The science fiction concept of this YA novel makes a better special effect than actual science: the cells of an entire person reproducing themselves and pulling apart fully formed, so that an entirely new version can step out and also leave the old version intact. Teva has been doing this annually, so that there is herself, age 16, but also her previous selves, known by their ages: Fifteen, Fourteen, and so on. Her mother, for reasons later made clear, has decided that it isn’t safe for this to be known, so once the split happens, the earlier version has to stay in the house all the time, and no one else is allowed in.

This is not, as you might well imagine, a long-term tenable situation.

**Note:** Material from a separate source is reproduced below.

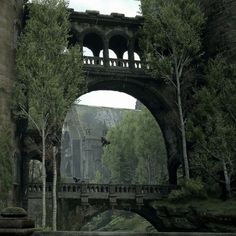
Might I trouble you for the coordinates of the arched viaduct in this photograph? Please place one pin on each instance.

I will not want to reread this book, because it is emotionally well-done. The claustrophobia of the well-meant captives, the panicked family turned in on themselves, the girl(s) taught to distrust the school friends and teachers who are part of her/their daily life…and inevitably led to doubt her/their own sanity. It was all incredibly evocative. There were times when I writhed reading it. The speculative conceit was not realistic. The teenage psychology was. And it was very clear that you do not have to intend to be a monster to wind up treating your loved ones monstrously, and you do not have to intend to be a jailer to put them in a prison they need to escape.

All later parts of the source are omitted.